Baylor gets an A for curriculum requirements

By Maleesa Johnson
Staff Writer

Of 1,091 colleges surveyed by the American Council of Trustees and Alumni, Baylor is among the 22 colleges that received an “A” rating for its core curriculum requirements.

“The university has long been committed to a strong core curriculum,” said Lori Fogleman, assistant vice president for media relations. “These common courses help develop critical thinking, problem solving and writing skills that provide a strong foundation for our students as they advance in their respective academic fields.”

The survey, titled “What Will They Learn” looks at select colleges’ core curriculum and rates them according to the survey’s criteria.

According to the council survey’s official website, a curriculum that does not require the seven key subjects highlighted in the survey fails to satisfy the basic demands of general education.

“We work with a significant network of scholars and teachers around the nation who advise us,” said Dr. Michael Poliakoff, the vice president of policy for the council. “We’re also very sensitive to what we learn from surveys of business leaders and employers concerning what they value and what they want.”

The seven subject requirements used to grade college curricula are composition, literature, foreign language, U.S. government or history, economics, mathematics and science.

The ACTA created this list from a collaboration of statistics and studies done by scholars and teachers.

“We don’t begin to claim that these are the only valuable or important things that people might study,” Poliakoff said. “These represent the absolute foundation that a student needs to have to build upon with further work.”

Poliakoff said he thinks it is important that colleges require a broader course curriculum to benefit the students.

Students do not know where their life could end up outside of college.
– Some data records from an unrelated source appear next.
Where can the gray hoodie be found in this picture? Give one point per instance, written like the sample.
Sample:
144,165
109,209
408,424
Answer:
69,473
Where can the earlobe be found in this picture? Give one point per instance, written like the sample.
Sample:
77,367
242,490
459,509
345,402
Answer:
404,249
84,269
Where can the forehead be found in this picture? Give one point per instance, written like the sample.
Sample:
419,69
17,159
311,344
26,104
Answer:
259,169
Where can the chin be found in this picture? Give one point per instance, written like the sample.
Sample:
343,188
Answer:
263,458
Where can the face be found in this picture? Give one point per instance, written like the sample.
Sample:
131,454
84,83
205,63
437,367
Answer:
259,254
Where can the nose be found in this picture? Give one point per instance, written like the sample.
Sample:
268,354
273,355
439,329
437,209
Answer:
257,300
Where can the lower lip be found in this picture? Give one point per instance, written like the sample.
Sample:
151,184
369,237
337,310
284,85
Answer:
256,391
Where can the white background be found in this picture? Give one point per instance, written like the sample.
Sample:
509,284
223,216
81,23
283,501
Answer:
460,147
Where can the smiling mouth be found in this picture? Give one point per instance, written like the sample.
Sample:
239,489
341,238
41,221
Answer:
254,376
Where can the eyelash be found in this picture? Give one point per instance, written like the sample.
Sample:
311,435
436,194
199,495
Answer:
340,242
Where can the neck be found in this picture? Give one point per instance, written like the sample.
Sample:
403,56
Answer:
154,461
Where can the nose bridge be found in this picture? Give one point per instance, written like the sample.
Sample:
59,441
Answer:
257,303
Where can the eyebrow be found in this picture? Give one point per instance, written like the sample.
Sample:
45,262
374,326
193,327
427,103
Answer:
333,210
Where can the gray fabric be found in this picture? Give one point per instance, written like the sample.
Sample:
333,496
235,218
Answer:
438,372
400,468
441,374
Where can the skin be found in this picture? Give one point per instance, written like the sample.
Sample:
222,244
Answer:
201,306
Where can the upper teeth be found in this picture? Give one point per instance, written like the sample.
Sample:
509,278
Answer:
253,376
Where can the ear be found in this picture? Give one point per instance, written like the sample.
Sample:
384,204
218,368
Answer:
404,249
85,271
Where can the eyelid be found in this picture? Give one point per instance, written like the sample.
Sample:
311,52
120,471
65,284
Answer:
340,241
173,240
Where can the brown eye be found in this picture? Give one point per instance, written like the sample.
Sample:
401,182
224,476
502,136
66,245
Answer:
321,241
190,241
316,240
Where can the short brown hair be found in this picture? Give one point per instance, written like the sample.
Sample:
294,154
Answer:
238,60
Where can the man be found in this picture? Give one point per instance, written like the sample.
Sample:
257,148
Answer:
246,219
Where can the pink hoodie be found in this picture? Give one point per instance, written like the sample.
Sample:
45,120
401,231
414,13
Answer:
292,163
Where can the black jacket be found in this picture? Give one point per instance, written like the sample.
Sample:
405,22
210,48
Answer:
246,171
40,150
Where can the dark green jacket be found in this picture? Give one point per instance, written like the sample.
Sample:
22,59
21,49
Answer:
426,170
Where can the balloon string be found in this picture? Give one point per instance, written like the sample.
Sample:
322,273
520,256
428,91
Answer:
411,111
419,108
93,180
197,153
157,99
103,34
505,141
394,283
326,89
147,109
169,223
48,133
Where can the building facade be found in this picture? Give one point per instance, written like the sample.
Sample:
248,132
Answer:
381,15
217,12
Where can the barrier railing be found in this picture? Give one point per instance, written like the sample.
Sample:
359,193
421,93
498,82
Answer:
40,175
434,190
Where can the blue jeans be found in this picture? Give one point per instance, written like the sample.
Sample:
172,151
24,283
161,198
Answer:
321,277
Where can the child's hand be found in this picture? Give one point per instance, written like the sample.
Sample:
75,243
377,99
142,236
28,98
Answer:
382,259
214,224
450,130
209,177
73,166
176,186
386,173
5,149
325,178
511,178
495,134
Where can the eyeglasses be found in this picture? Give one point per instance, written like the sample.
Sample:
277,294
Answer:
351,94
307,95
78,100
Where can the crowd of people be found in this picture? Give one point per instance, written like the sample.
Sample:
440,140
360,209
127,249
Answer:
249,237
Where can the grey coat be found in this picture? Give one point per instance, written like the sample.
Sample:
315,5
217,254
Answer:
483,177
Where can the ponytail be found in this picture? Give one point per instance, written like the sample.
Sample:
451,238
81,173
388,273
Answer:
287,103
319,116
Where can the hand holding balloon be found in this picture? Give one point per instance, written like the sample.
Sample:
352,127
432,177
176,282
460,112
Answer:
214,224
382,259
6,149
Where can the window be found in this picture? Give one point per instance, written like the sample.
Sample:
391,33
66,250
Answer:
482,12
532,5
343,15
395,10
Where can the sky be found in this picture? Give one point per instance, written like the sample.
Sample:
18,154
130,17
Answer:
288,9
Certain jobs may require them to work outside of their field of study.

“The labor statistics tell us that between the ages of 18 and 46, on average a person can expect to change jobs over 11 times,” Poliakoff said. “Quite a number of them will represent a significant change in field. That is just the nature of globalized economy.”

Baylor satisfied six of the seven course requirements in the survey. Economics was the missing subject, as it is not required.

Baylor was the only school in the Big 12 to receive an “A” rating.

“Baylor has really come together as an intellectual community to think about what it means to be a Baylor graduate regardless of major, regardless of career, what it means to be man or woman educated at that university,” Poliakoff said. “Which is not an easy thing to do because typically people want to move to their specialties. To do what Baylor did means departments have to come together to determine priorities for those very precious moments that fly by in your four years.”

Dr. Frank Mathis, associate dean for sciences and associate chair for mathematics, said the curriculum was set up in a way that encourages the process of learning.

“From a student standpoint they may look at a class as a set of facts they need to know,” Mathis said. “But from our standpoint, we’re not necessarily interested in what you know about geology or geophysics. What we want is for our students to have that experience. The skill you do going through that exercise is a lot more worthwhile than a list of facts.”

Similarly, Poliakoff said the survey itself was a learning opportunity for schools.

He said the most gratifying part of the study is when schools receive their rating and strive to do better, not for the purpose of obtaining the grade, but to enrich the students’ experience.

“Our goal in this is not to give a grade as much as it is to encourage the pursuit of excellence” Poliakoff said.